2023年のジョージ・ルーカスアワードは、ポーランド在住の日本人監督である吉田和泉監督のアニメーション映画『希望のかけ橋』が受賞した。ライブアクション部門のインターナショナル優秀賞は、スペインのマニュエル・オモンテ監督による『テルエルの彼方へ』に決定。両作品ともに、第96回アカデミー賞短編部門のノミネート選考対象作品となる。


JVTAは毎年本映画祭を字幕でサポートしており、受賞作品の字幕もJVTA修了生が手掛けている。


■SSFF & ASIA 2023グランプリ ジョージ・ルーカスアワード受賞作品『希望のかけ橋』

実話をもとにしたアニメーション映画。1920年に日本へ逃れたポーランド孤児の歴史を、10歳の少年の視点から描いている。
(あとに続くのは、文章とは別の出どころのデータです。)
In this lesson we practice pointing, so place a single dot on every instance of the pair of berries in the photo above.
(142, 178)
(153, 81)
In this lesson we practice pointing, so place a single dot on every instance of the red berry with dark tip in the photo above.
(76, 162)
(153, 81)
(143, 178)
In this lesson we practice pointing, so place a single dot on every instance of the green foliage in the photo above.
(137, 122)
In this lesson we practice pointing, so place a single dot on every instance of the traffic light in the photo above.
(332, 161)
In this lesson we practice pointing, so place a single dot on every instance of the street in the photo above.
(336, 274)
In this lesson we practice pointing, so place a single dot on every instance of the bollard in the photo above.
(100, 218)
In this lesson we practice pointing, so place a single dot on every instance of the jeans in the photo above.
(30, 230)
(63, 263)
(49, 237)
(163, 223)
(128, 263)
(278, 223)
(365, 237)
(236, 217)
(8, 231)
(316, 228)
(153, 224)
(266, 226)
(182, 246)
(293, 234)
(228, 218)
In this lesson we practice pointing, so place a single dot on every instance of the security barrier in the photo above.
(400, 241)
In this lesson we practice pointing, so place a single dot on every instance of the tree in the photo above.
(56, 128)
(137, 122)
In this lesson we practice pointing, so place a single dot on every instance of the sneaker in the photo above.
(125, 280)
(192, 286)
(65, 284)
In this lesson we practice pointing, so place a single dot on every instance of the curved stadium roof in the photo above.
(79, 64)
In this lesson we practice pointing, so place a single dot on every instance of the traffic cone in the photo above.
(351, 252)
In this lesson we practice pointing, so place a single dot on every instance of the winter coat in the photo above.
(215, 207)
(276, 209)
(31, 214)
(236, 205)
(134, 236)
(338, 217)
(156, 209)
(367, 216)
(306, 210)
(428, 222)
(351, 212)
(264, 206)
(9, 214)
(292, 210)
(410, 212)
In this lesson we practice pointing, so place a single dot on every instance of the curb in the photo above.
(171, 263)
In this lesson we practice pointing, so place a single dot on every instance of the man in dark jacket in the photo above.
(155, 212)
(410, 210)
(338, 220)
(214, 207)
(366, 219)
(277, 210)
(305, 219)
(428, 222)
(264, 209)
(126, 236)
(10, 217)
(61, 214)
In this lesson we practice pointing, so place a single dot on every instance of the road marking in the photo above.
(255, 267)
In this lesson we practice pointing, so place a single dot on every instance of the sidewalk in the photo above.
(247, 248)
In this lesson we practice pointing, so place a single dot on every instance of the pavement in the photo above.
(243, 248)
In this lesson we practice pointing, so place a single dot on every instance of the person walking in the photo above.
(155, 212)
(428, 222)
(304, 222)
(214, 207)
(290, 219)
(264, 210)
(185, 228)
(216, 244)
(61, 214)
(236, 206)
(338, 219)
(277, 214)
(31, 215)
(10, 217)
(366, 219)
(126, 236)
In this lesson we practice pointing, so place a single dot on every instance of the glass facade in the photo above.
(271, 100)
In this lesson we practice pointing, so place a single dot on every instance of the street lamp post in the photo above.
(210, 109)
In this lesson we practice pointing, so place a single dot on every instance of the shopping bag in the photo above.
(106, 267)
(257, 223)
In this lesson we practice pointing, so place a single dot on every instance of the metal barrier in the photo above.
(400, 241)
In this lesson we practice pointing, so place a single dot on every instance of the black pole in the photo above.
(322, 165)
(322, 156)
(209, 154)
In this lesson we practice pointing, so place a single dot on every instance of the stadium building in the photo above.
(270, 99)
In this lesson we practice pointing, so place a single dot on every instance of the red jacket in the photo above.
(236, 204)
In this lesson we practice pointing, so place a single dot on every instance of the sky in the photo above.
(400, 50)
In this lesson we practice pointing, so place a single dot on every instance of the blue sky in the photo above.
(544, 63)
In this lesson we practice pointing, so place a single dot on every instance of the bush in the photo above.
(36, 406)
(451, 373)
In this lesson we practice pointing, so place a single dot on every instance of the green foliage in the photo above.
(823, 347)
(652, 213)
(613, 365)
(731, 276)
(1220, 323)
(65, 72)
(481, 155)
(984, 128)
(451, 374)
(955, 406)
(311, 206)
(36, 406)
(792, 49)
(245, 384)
『希望のかけ橋』/吉田和泉/0:22:30/ポーランド/2022
Photo:ショートショート フィルムフェスティバル & アジア プレスリリースより


『希望のかけ橋』の字幕を手がけたのは、JVTA修了生のカーター美幸さん。本作で特筆すべきは、冒頭と最後のテロップ以外に言葉による表現がまったくないことだ。カーターさんは「あらゆる視聴者層にきちんと理解してもらうこと」をもっとも念頭に置いて翻訳作業を行ったという。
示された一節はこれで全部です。